Conner Habib is the host of Against Everyone w/ Conner Habib, a podcast about subjects that often fall outside the range of typical “left” discussions—things like radical philosophy, the occult, psychoanalysis, sexuality, porn, and much more. In this conversation, he explains how the concept of desire permeates our politics, present in everything from sex work and surveillance to academia and the military-industrial complex, and why healing the planet and healing ourselves are inextricably connected projects.
Brooke Newman is a professor of history at Virginia Commonwealth University and the author of A Dark Inheritance: Blood, Race, and Sex in Colonial Jamaica, a book that traces the evolution of racial definitions and sexual practices in one of 18th century Britain’s most valuable colonies. In this conversation, Newman discusses how notions of race and nation interacted with sex, gender, and class in often surprising ways during a brutal imperial occupation, and explains how Jamaica’s particular history reveals the deep, pathological contradictions at the heart of the Atlantic slave system.
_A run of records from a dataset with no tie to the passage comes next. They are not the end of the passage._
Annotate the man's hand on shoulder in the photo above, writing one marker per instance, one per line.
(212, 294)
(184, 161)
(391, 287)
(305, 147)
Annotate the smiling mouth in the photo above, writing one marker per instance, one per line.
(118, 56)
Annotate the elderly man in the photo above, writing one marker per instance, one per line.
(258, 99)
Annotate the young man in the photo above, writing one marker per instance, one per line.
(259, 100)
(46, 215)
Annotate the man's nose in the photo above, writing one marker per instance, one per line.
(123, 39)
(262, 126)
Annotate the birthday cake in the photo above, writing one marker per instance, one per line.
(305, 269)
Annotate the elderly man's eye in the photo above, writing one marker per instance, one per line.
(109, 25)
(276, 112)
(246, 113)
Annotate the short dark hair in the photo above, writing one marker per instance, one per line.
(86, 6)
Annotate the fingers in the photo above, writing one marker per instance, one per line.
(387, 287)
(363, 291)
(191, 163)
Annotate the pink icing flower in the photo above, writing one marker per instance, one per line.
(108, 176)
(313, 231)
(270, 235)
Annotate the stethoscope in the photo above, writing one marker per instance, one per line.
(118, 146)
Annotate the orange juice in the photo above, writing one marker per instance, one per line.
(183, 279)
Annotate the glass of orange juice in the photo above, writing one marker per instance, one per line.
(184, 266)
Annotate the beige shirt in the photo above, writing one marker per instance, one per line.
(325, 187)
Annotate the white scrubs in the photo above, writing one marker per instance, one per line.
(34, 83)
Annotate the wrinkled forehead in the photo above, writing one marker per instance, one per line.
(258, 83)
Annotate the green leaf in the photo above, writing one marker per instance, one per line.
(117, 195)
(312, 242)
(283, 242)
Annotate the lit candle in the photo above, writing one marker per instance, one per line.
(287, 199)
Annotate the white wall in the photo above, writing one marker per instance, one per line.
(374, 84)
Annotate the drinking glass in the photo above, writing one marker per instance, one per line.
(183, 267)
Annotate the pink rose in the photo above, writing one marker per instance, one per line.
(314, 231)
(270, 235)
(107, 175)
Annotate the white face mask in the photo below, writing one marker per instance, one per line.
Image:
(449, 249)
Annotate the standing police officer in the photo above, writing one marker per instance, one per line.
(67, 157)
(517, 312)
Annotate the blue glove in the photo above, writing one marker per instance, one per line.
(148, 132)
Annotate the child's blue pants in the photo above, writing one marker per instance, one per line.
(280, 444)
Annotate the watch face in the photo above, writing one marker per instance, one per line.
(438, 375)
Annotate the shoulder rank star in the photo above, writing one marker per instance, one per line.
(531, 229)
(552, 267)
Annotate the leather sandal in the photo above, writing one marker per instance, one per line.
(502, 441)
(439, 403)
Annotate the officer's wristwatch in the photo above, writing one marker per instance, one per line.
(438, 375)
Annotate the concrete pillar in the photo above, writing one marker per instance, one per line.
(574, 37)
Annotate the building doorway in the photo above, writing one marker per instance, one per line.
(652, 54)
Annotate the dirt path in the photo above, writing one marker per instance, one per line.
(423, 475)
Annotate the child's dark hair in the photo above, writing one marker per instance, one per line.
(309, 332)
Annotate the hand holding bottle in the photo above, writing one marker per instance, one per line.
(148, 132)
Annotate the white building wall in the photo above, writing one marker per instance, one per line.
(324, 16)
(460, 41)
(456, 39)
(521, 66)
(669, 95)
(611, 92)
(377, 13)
Justin Rogers-Cooper joins us to talk about the structural connections between California wildfires and a recent spate of mass shootings, understanding them as part of how corporations from energy to guns socialize losses while privatizing profits. We also deconstruct the Tucker Carlson media outrage in the context of capitalism’s increasing encroachment into supposed “sacred spaces” like the American home. FOR SUBSCRIBERS ONLY
Daegan Miller is a writer whose recent book, This Radical Land: A Natural History of American Dissent, presents an intellectual history of how different Americans have resisted capitalism’s ravaging of the natural environment. From black antislavery radicals in the Adirondack wilderness of upstate New York to utopian anarchists in California’s sequoias, Miller’s narrative reveals a throughline of alternate visions running underneath the nation’s history. In this conversation, Miller tells how his personal connection to the land influenced his work as an environmental historian, explains how the disappointments of the academic labor market are connected to the wider alienation of 21st century American life, and offers his own eco-socialist vision of a kinder, gentler future.